French outrage at the scale of NSA espionage is the latest in a series of aftershocks around the world triggered by Edward Snowden’s revelations about U.S. and British espionage that have shaken relations with their allies and partners.
However, in France as in other cases, distinguishing short-term embarrassment from long-term damage is complicated. Much of the backlash has been rhetorical, often from countries with well-developed electronic intelligence capabilities of their own, without immediate concrete consequences for political and economic ties.
But there are prominent exceptions to the general rule, and in many ways the knock-on effects for trade and investment relationships, in Europe and beyond, are only now beginning to make themselves felt. Long-stalled European privacy legislation has been dusted off in the wake of revelations by Snowden — a former NSA contractor now living under temporary asylum in Russia — about the bulk collection of the private phone and Internet communications of European consumers, and the targeting of EU missions in New York and Washington for surveillance.
Brazil has meanwhile made itself a rallying point for global opposition to the long reach of U.S. electronic espionage, after it emerged that the NSA had bugged President Dilma Rousseff and her aides, and targeted the country’s state-run oil company, Petrobras. Ms Rousseff put off a trip to Washington and delivered a stinging denunciation of US surveillance from the podium of the U.N. General Assembly in New York recently.
While the economic and security fallout from the Snowden spy scandal has yet to crystallise fully, there is no little doubt that the U.S. and Britain’s soft power, their ability to build alliances on the claim of moral leadership for example, have suffered a tangible blow.
The initial European reaction to the exposure of the U.S. Prism and the British Tempora programmes was muted.
With Prism, the NSA had a window on the everyday Internet communications of millions of users of the world’s biggest email and social media service providers. The Tempora programme, meanwhile, allowed Britain’s Government Communications Headquarters (GCHQ) to tap directly into the backbone of the global Internet infrastructure, the trans-Atlantic fibre-optic cables, scooping up phone and Internet data of much of the world, including millions of Europeans.
European leaders like Francois Hollande and Angela Merkel voiced displeasure and unease, but let the matter drop. The German interior minister Hans-Peter Friedrich, said he accepted U.S. assurances the spy programmes would not affect ordinary citizens.
In the European parliament, however, the revelations lit a slow-burning fire. After two years on the shelf, new regulations on European data protection standards have been revived that could impose multibillion-dollar fines on U.S. Internet providers if they transfer European data abroad in contravention to European law, which is far stronger on privacy than its U.S. counterpart.

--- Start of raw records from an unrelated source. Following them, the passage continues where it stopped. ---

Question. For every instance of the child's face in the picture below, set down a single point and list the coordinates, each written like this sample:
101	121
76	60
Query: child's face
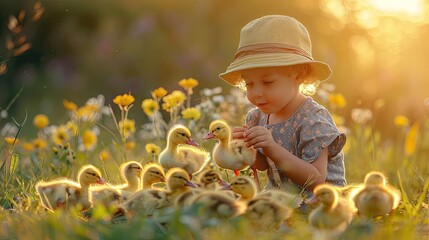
270	89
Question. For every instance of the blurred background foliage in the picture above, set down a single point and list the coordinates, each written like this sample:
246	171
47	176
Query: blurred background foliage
80	49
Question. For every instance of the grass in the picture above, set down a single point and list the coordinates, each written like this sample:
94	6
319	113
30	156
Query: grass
94	134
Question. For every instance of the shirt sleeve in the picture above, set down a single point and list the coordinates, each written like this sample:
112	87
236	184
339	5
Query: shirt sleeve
320	132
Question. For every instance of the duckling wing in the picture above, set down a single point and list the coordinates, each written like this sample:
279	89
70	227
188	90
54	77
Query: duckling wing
191	158
236	157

It seems likely the new legislation will further entangle the already fiendishly complicated negotiations over a new Transatlantic Trade and Investment Partnership under way between the U.S. and Europe which both sides had been counting on for an economic boost.

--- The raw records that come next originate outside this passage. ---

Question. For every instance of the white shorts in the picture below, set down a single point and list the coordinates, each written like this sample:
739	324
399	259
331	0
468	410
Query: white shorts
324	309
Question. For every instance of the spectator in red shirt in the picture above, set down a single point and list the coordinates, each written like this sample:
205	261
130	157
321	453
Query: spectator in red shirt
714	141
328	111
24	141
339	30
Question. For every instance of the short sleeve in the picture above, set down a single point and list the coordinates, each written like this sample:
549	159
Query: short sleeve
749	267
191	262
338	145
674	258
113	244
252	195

Ankara reacted furiously to the emergence of GCHQ documents that the U.K. had spied on its finance minister and up to 15 others in the Turkish delegation visiting Britain for G20 meetings in 2009, calling the economic espionage operation against a Nato ally “scandalous.”
The U.K. Ambassador was summoned and reprimanded, but there has been little sign of fallout since, in part because both countries have more immediate shared concerns over the fate of Syria. However, the fact that GCHQ set up Internet cafés at the London summit to spy on foreign diplomats has done nothing to enhance its reputation as a reliable host.

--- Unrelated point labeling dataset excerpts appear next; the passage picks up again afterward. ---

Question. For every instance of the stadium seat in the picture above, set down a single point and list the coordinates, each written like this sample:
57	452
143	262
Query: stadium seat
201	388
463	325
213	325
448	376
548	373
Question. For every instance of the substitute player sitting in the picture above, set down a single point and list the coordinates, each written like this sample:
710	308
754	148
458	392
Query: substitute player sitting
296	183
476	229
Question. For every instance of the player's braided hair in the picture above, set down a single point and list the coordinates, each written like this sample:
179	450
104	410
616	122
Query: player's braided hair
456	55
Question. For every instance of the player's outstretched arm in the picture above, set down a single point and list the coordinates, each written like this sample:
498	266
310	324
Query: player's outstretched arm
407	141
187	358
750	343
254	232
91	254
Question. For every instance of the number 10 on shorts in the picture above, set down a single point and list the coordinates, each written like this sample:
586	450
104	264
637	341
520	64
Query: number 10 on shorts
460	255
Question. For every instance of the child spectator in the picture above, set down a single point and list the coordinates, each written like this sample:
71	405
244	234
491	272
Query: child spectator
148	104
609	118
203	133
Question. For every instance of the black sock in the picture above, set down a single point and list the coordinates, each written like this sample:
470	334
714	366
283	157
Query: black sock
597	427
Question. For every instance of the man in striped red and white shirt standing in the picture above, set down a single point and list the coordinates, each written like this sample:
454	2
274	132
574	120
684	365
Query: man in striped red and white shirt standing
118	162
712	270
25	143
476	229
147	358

The news that GCHQ had tapped then President Dmitry Medvedev at the 2009 G20 summit, has done limited long-term harm to the bilateral relationship. U.K.-Russian ties were at such a low ebb already, as a consequence of previous spy rows and a deep rift over Syria, that the Medvedev tapping story caused no perceptible ripples.
Brazil qualifies as the most persistently outraged victim of the western electronic espionage laid bare in the Snowden files. President Rousseff’s snub to Obama and withering indictment of U.S. surveillance at the U.N. General Assembly was not just a deep embarrassment for Washington but a significant rift in relations between the biggest economies in the North and South American continents.
Rousseff appears determined that there should be real world consequences for the spy scandal. She has called for the construction of a national Internet infrastructure in Brazil that would not be so vulnerable to foreign tapping, raising the prospect of the fragmentation of the world wide web. She has also summoned a global meeting on Internet governance, aimed at diminishing the U.S.’s dominant position as the world’s Internet hub.
As an increasingly powerful global power, Brazil’s leadership has brought others along in its wake. India — which had been initially muted in its response to the revelations — has this week joined the challenge to U.S.-based Internet regulating agencies, like the non-profit Internet Corporation for Assigned Names and Numbers, which governs resources like domain names. — (Julian Borger is the Guardian’s diplomatic editor.)— © Guardian Newspapers Limited, 2013
This article has been updated to incorporate the following correction :
The expansion of ICANN is Internet Corporation for Assigned Names and Numbers and not International Corporation for Assigned Names and Numbers as given in The Guardian report, After the revelations, the reverberations (Op-Ed, October 23, 2013).